Treatment of cultured rat Kupffer cells with lipopolysaccharide (LPS) resulted in a time-dependent increase in the expression of the inducible isoform of nitric-oxide synthase (iNOS). Agents that elevated intracellular cAMP levels (e.g, forskolin, dibutyryl cAMP, cholera toxin, and isoproterenol) markedly decreased nitrite production and iNOS protein formation by LPS-stimulated Kupffer cells, Furthermore, inhibition of LPS-induced nitrite formation and iNOS protein levels by these agents was enhanced in the presence of the phosphodiesterase inhibitor 5-isobutyl-1-methylxanthine.
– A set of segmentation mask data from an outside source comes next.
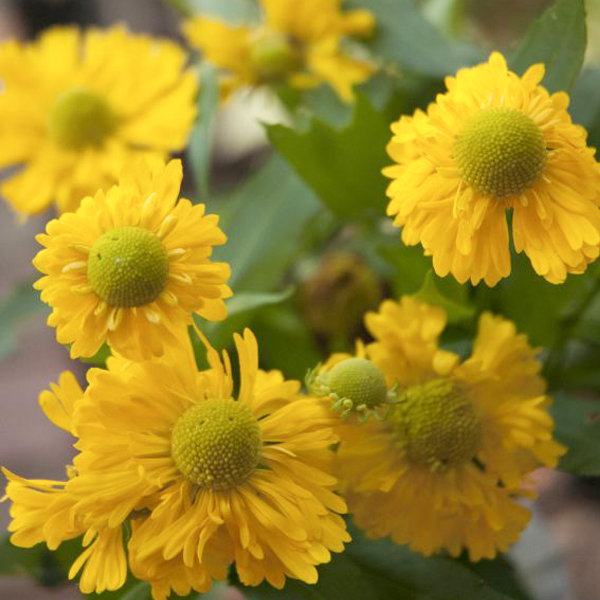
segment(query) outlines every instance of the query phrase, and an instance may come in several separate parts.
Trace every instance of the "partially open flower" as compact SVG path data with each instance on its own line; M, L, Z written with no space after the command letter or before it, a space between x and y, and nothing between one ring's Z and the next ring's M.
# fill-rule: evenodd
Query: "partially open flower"
M329 399L342 417L354 413L364 421L387 414L390 393L385 375L366 358L334 355L333 361L309 373L307 385L311 394Z

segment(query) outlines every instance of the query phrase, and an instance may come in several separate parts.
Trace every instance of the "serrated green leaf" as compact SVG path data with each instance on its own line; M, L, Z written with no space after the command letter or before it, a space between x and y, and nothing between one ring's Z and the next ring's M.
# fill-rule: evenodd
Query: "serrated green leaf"
M475 308L467 304L460 304L442 294L438 289L439 277L432 270L425 275L421 289L414 295L417 300L425 304L439 306L446 311L449 323L467 321L475 316Z
M600 401L562 392L552 397L555 436L568 448L559 468L577 475L600 475Z
M533 22L509 66L521 75L544 63L544 86L550 92L568 91L581 71L586 44L584 0L558 0Z
M219 222L228 240L215 249L213 259L231 265L235 294L271 292L279 287L321 205L279 156L272 156L228 201L236 210Z
M373 52L417 73L444 77L483 60L475 46L442 37L414 0L357 0L353 5L375 15Z
M389 124L369 101L357 98L352 122L343 129L313 119L308 131L267 125L269 139L323 203L343 218L385 214L390 162L385 147Z
M219 79L217 70L208 63L199 69L198 118L190 135L189 162L201 200L209 197L209 176L212 161L213 135L219 110Z

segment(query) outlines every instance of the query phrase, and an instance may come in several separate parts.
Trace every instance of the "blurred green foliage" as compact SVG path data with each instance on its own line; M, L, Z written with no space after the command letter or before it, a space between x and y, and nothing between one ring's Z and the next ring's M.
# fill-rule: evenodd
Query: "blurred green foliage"
M257 17L251 0L174 0L186 14L207 13L233 22ZM570 275L564 285L537 276L523 256L512 257L511 276L494 288L460 286L431 271L420 247L402 245L399 232L384 221L386 180L381 169L389 159L385 146L389 123L401 113L425 108L443 89L443 77L483 60L490 48L451 39L428 21L412 0L353 0L354 7L375 15L377 33L369 51L381 66L363 86L353 108L342 105L326 88L304 96L278 90L290 109L288 124L265 126L274 152L257 171L226 193L211 188L211 139L219 108L214 69L199 69L199 118L191 136L188 162L198 199L221 215L228 236L214 258L232 266L228 321L200 325L217 348L231 343L233 331L252 326L265 368L301 378L326 357L329 346L307 327L298 290L309 267L331 250L364 258L389 295L417 294L448 313L452 349L470 343L477 315L503 314L540 347L544 374L555 398L553 415L559 441L569 453L560 468L600 475L600 267ZM457 13L458 14L458 13ZM460 13L462 14L462 12ZM551 91L573 90L573 115L600 144L600 70L581 77L586 48L583 0L558 0L532 24L509 56L523 73L544 62L544 84ZM0 303L0 359L14 345L19 323L39 314L40 302L30 283ZM351 350L351 341L346 350ZM106 353L88 362L102 365ZM264 584L238 585L250 600L526 600L504 559L477 566L442 556L423 558L388 540L367 542L353 529L347 552L319 569L315 586L289 580L282 591ZM50 554L0 546L0 574L25 573L42 585L64 582L78 542ZM235 578L234 578L235 579ZM217 590L216 595L222 593ZM129 580L106 598L145 600L144 583ZM197 597L192 594L190 597Z

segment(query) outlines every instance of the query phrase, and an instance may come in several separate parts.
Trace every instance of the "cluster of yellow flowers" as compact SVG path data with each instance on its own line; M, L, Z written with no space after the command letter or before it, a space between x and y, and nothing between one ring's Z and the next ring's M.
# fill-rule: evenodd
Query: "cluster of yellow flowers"
M191 19L189 40L242 85L328 82L346 100L371 62L341 50L368 35L365 11L340 0L261 0L264 22ZM483 314L471 356L440 348L445 312L413 297L384 301L365 325L374 341L335 354L307 391L258 367L246 330L229 356L192 315L226 317L230 267L218 218L180 199L181 150L197 85L173 43L117 27L53 29L0 49L2 186L24 214L56 202L38 236L36 287L71 356L107 343L107 368L73 374L40 395L49 420L76 439L66 481L4 469L12 541L56 548L83 536L70 572L83 592L123 585L128 566L156 600L207 591L235 563L240 580L317 580L316 566L350 541L349 510L369 536L430 555L493 558L529 519L527 475L555 466L540 363L512 323ZM502 56L458 72L427 112L392 125L389 214L440 275L494 285L513 240L551 282L580 273L600 248L600 168L568 97L522 77ZM235 265L234 265L235 266Z

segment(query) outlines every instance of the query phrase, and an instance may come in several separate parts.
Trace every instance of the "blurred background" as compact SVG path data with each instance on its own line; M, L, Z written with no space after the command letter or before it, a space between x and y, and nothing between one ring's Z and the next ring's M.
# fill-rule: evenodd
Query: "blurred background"
M41 30L60 23L106 26L125 22L132 31L168 36L183 43L175 4L166 0L0 0L0 42L13 37L34 38ZM196 4L201 6L202 0ZM474 40L490 49L508 49L551 2L429 0L421 4L427 17L445 34ZM600 60L600 0L588 0L587 8L586 60L593 64ZM264 161L269 149L258 119L280 118L281 111L268 94L242 96L225 107L214 139L212 181L217 190L243 179ZM210 208L219 212L218 206ZM2 327L0 337L0 463L25 477L61 479L73 453L72 438L49 425L37 396L65 369L74 370L83 381L85 366L69 360L67 351L55 342L54 330L45 325L42 312L24 318L31 312L27 310L29 295L23 294L22 303L12 302L9 310L2 308L7 297L13 295L18 300L35 278L31 259L38 246L34 236L52 216L48 212L21 223L8 205L0 202L0 326L11 324L10 329ZM362 278L356 265L347 269L348 261L352 258L325 257L312 283L304 287L306 306L337 294L348 281L348 270L355 276L359 273L356 285L369 290L363 299L365 305L378 304L386 293L385 284L371 281L369 275ZM343 298L340 303L345 306ZM347 311L352 311L350 305ZM359 317L344 314L346 322ZM305 319L318 344L323 335L319 315L307 311ZM15 322L17 326L13 327ZM540 498L535 505L535 519L513 554L532 595L539 600L599 600L598 481L540 471L536 484ZM7 523L8 505L0 504L1 531ZM0 578L3 600L79 597L73 584L41 588L25 578Z

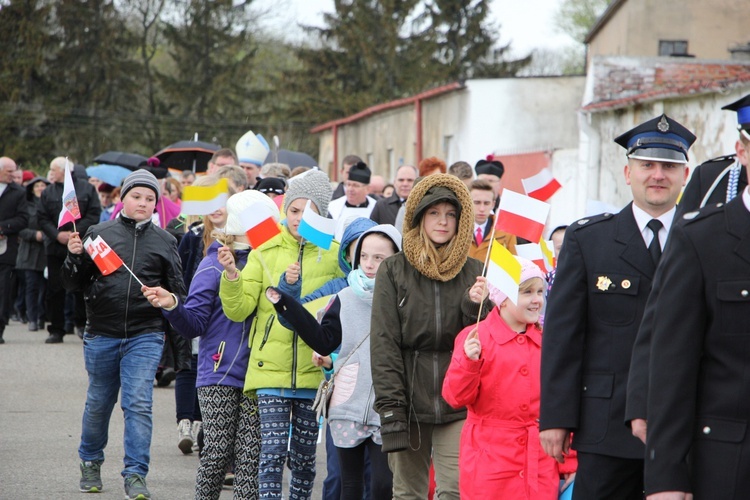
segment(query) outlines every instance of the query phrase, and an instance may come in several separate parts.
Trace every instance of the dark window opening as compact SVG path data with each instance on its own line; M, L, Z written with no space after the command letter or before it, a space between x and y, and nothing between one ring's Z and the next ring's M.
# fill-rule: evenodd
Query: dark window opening
M687 40L659 40L660 56L687 56Z

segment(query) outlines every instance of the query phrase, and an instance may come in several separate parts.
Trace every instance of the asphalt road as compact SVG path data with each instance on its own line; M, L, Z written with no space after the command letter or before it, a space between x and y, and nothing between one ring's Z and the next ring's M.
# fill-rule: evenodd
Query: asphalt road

Forskolin, the most potent inhibitor of LPS-induced nitrite formation by Kupffer cells, decreased iNOS mRNA levels in a time-dependent manner. Time course studies indicated that forskolin was most effective at inhibiting LPS-induced nitrite formation and iNOS mRNA levels by Kupffer cells when added before LPS. Message stability studies established that forskolin did not enhance the rate of decay of LPS-induced iNOS mRNA Nuclear run-on assays revealed that forskolin decreased LPS-induced transcription of the iNOS gene, Treatment of Kupffer cells with LPS induced the translocation of the p65 subunit of nuclear factor kappa B (NF-kappa B) into the nucleus, and this process was abolished by forskolin, In addition, the LPS-dependent degradation of I kappa B alpha was not observed in forskolin-treated cells; the levels of the p65 subunit of NF-kappa B were minimal in the nucleus at the same time. Also, we observed that forskolin induced transcription of the I kappa B alpha gene in a time-dependent manner and in addition up-regulated LPS-induced I kappa B alpha mRNA levels. Taken together, this study indicates that the attenuation of LPS-induced iNOS formation in Kupffer cells by elevated intracellular cAMP levels occurs by preventing the degradation of I kappa B alpha which suppresses the activation of NF-kappa B and inhibits the onset of transcription of the iNOS gene.